Jens Stoltenberg, the secretary general of NATO, wrote in his annual report for 2015: ‘Over the past three years, Russia has conducted at least 18 large-scale snap exercises, some of which have involved more than 100,000 troops.

‘These exercises include simulated nuclear attacks on NATO Allies (eg, ZAPAD a large-scale Russian military exercise]) and on partners [e.g, March 2013 simulated attacks on Sweden],’ he added.

During the military exercise in Sweden, on March 29 2013, two Tupolev Tu-22M3 strategic bombers escorted by four Sukhoi Su-27 jet fighters came within 24 miles of Swedish territory off the island of Gotland, 100 miles from Stockholm.

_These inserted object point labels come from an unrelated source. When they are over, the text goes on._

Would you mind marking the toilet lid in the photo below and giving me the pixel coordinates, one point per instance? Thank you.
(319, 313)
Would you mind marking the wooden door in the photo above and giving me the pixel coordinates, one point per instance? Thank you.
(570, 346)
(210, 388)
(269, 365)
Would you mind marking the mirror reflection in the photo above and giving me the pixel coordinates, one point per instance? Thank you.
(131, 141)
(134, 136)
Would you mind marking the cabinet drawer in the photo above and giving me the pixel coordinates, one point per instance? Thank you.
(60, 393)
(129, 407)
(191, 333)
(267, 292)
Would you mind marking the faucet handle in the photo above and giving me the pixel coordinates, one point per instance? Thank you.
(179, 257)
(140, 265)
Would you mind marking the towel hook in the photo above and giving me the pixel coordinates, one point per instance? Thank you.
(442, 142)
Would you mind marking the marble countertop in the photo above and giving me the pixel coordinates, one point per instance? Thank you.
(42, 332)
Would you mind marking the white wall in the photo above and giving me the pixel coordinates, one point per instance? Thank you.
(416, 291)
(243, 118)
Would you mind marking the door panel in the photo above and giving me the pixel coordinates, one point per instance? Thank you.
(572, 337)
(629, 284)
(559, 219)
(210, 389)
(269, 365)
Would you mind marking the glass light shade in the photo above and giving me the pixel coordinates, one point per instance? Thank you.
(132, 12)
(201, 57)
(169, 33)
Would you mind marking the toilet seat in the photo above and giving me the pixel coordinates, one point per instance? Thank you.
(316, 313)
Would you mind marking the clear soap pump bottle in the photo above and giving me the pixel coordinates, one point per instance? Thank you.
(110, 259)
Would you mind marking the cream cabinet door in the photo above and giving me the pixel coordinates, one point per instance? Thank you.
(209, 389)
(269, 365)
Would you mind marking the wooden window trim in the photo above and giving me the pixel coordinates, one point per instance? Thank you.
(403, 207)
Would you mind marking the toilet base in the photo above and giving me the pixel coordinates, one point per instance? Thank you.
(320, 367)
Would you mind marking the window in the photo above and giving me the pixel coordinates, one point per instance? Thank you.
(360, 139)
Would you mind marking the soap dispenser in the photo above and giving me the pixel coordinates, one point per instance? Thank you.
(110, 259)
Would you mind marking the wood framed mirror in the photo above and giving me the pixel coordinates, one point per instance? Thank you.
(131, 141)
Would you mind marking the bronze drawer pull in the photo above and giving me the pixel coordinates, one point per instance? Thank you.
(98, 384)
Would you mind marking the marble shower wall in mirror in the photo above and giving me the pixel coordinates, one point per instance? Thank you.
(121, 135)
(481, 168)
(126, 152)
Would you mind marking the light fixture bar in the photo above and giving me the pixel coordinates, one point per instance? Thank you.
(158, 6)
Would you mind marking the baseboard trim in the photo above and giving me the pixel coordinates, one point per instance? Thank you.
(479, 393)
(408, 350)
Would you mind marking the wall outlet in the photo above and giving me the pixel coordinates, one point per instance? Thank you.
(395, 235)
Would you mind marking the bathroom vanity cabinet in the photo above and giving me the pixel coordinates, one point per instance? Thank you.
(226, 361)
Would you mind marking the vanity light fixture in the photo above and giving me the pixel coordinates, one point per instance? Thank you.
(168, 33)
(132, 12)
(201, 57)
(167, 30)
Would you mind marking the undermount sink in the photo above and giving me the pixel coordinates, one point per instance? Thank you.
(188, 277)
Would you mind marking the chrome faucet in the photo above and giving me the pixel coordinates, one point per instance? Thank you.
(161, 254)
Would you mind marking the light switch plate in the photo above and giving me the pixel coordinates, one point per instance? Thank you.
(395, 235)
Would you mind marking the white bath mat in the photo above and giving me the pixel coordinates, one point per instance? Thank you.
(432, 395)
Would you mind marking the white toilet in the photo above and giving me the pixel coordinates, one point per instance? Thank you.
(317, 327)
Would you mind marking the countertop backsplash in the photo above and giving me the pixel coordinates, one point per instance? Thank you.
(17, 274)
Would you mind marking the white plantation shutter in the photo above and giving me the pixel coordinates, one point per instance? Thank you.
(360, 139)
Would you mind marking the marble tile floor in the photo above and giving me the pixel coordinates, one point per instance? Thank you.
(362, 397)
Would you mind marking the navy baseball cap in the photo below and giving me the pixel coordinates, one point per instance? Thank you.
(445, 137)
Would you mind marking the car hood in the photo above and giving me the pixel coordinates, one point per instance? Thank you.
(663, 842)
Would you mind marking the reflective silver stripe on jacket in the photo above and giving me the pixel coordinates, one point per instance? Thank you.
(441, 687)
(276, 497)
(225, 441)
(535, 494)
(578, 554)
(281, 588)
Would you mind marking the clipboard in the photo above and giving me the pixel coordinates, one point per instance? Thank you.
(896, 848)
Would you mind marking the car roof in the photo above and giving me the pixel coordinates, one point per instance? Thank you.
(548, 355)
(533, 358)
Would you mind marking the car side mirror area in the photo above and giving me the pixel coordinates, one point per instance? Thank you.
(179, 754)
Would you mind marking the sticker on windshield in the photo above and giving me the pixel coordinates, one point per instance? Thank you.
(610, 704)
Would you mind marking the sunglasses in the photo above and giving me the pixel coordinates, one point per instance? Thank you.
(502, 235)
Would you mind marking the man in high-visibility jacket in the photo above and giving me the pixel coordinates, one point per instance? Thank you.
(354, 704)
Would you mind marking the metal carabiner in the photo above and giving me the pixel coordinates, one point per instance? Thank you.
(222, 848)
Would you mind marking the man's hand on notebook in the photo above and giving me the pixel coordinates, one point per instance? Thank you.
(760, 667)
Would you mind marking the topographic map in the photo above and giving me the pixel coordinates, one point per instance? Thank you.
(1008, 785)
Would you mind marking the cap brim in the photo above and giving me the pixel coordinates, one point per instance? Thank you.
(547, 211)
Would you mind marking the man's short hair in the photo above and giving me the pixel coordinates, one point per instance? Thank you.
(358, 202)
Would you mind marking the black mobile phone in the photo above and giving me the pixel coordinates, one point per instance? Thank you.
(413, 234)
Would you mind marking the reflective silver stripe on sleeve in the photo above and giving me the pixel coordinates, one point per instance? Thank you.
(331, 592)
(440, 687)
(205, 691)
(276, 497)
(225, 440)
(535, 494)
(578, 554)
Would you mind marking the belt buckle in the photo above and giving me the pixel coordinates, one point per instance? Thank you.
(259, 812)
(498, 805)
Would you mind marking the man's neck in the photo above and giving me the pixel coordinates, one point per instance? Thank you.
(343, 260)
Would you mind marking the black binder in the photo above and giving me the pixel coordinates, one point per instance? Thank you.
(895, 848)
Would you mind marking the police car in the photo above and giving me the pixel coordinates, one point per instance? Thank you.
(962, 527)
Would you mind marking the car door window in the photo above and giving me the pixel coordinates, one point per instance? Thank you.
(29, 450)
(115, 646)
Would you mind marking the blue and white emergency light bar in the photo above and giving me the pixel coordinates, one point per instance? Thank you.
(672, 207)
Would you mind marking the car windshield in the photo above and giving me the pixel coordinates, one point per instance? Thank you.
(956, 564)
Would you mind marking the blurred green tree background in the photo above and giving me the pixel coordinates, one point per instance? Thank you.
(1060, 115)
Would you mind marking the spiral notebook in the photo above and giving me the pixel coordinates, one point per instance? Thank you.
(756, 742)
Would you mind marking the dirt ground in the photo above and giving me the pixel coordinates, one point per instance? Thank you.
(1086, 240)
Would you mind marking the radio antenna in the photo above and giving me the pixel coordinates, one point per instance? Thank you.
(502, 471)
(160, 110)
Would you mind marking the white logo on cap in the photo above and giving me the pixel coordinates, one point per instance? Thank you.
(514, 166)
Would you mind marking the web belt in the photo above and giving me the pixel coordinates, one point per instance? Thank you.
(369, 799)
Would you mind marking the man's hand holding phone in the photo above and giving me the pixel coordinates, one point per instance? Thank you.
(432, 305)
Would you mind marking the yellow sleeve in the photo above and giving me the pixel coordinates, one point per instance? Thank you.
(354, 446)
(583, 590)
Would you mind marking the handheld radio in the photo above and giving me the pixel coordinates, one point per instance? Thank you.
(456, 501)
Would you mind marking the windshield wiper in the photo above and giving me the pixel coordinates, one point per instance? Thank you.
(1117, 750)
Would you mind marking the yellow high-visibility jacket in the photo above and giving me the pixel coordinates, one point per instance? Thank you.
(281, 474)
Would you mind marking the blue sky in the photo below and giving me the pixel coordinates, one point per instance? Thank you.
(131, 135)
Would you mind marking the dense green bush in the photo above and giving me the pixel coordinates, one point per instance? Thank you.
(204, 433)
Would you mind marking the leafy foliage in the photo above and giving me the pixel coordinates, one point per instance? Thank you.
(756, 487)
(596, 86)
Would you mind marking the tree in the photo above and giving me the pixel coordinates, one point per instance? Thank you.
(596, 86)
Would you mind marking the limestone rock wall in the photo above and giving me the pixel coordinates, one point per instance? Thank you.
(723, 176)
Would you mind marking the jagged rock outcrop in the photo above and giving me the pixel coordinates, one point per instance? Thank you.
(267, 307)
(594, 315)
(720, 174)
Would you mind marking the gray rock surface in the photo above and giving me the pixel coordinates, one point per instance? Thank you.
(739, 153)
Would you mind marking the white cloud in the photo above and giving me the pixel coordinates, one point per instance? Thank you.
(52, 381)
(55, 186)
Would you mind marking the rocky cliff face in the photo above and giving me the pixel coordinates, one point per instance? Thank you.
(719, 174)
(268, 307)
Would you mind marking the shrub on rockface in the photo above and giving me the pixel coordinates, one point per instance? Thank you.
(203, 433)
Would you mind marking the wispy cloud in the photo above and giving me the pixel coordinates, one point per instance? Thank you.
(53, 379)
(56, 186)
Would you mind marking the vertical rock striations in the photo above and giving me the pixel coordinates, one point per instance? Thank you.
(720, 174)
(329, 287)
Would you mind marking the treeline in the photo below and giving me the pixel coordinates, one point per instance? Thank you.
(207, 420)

They conducted dummy bombing runs against targets thought to include a military base in southern Sweden and the headquarters of the country’s signals intelligence agency outside Stockholm.

Like I’m trying to say, that just doesn’t seem like the actions of someone who doesn’t want to nuke everyone.

This comes on the heels of a report yesterday from a think tank that found if Russia wanted to, it could own half of Europe faster than Hitler did in 1939.

That wasn’t hyperbole.

A US military think-thank concluded it would take a resurgent Russia between 36 and 60 hours to push its 27 heavily-armored battalions past NATO’s lightweight 12 to occupy the Baltic States.

Most likely, the study found, Russia would start by launching a two-pronged attack across the Latvian border, sending heavily-armed battalions in from the north and the south.

These battalions would push past the light-weight Latvian and NATO battalions before uniting to take the capital of Riga.

Once secured, the remaining part of Russia’s 27 maneuver battalions would cross the Narva reservoir into Estonia to take the ethnic Russian north-east before heading to Tallinn, the capital.

Piece of cake. Except, of course, that would trigger Article 5 of NATO.

No wonder a Swedish general was talking this weekend about World War 3.